Auf dem Nachhauseweg vom Inder sinnieren wir noch über die Frage, was altersangemessen sei. Die Freundin erzählt von ihrem Schrecken beim Facharzt, als die junge hübsche, schlanke Frau, mit den langen blonden Haaren und der wirklich aussagekräftig engen Jeans mitsamt perlenbestickter Jeansjacke sich umdreht und damit als faltige Mittsiebzigerin entpuppt. Wir kommen auf altersangemessene Kleidung und ich fange an zu schaudern. Sehe vor meinem geistigen Auge beigefarbene mittellange Röcke, und Perlenketten am Hals. Am nächsten Vormittag streiche ich durch die regnerische Stadt und scharwenzle um einen Laden, in den ich schon seit vielen Jahren hinein wollte, mich aber nicht so recht traute.

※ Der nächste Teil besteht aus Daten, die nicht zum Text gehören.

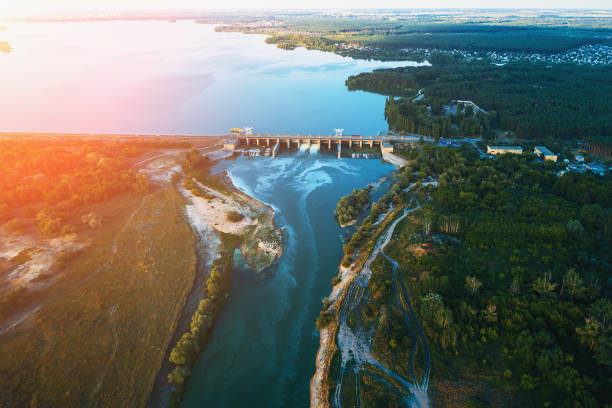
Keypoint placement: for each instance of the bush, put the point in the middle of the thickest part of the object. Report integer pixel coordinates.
(179, 375)
(323, 320)
(234, 216)
(16, 225)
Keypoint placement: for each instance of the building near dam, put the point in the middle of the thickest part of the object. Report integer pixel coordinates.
(544, 153)
(495, 150)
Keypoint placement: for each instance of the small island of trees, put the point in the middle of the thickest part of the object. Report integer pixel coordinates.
(351, 206)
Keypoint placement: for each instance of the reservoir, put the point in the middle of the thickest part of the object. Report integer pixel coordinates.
(160, 77)
(263, 346)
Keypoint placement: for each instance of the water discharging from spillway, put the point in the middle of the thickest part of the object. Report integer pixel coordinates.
(262, 350)
(355, 343)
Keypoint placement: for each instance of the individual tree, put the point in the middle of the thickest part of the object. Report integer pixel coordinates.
(544, 286)
(572, 283)
(575, 228)
(179, 375)
(430, 305)
(589, 334)
(472, 284)
(490, 313)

Harmlos schauend, schiebe ich Feenkleider und Kettenhemden vor der Undergroundfactory hin und her. Neben dem Schaufenster mit den Totenkopfketten hängt ein Hinweis auf ihren Zweitshop mit Rockabilly-Klamotten. Und fluxx stehe ich nach fünf Jahren drumherum schleichen endlich drin. Die blondierte und gepiercte wirklich junge Frau versucht mich mit der Bemerkung aufzuheitern, sie hätte viele Kundinnen um die vierzig und ja… man dürfe auch mit Hüftgold durchaus gewagtes anziehen. Das tröstet mich und also steige ich in Petticoats, Neckholder-Kleider und türkisfarbene geschlitzte Röcke mit orangenen Schmetterlingen drauf. Ich brauche dringend was für die Oper am Abend.

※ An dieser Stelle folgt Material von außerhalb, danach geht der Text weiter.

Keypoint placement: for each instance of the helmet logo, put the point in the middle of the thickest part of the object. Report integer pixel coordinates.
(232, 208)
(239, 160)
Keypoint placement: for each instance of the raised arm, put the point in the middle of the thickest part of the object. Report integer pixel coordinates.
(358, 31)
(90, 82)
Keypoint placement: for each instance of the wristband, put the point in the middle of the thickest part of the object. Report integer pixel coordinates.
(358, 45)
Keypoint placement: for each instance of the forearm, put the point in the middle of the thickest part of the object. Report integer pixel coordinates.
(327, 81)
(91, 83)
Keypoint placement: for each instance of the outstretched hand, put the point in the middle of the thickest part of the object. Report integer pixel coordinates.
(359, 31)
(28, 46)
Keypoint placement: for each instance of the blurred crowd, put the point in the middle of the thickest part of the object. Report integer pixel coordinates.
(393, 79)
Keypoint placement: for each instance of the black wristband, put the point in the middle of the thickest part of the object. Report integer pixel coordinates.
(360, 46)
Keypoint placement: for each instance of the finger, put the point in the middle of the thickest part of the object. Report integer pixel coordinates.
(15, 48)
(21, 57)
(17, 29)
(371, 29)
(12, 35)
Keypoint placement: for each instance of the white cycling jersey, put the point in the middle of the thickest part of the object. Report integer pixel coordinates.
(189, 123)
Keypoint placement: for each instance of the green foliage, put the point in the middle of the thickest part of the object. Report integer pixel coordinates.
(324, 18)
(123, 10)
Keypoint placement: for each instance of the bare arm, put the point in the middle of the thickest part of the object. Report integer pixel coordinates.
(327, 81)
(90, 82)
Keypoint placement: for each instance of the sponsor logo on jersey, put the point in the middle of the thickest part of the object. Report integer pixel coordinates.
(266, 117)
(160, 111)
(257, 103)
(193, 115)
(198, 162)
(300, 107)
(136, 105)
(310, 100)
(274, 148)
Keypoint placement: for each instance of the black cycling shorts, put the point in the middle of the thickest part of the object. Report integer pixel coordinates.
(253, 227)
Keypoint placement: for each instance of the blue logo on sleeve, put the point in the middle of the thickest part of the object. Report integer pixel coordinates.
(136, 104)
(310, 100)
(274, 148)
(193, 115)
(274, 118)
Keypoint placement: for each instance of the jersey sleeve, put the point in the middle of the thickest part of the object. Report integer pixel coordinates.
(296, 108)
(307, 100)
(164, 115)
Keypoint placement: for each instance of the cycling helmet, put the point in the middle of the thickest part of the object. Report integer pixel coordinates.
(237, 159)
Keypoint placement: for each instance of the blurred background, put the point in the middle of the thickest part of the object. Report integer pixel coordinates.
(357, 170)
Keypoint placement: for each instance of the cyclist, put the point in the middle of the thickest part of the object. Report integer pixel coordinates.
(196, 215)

Vor über 25 Jahren habe ich tatsächlich eine Drogeneinrichtung beraten und bin dort im schwarzen Petticoat und Mary-Poppins-Stiefeln aufgeschlagen. Nun gut, ganz so wild brauche ich es heute nicht mehr, aber der wirklich enge Rock mit schwarzen und roten Streifen ist bereits an die Kasse verbracht. Die schwarze Bluse mit weiß gestickten Ankern auf dem Kragen weise ich streng mit Hinweis auf mein Alter zurück. Das geht nur mit zwanzig. Mit paarundfünfzig sieht das aus, als meinte frau es ernst und also gehen Anker gar nicht. Als notorische Schwarzträgerin steige ich noch in ein irgendwie merkwürdig anmutendes Dingelchen und weiß sofort: „das ist mein Rock“! So wie die letzten Mary-Poppins-Stiefel, werde ich auch ihn bestimmt viele viele Jahre tragen.

Selig, weil der altersgerechten Kleidung entkommen, überstehe ich dann auch noch den wirklich gut inszenierten Freischütz.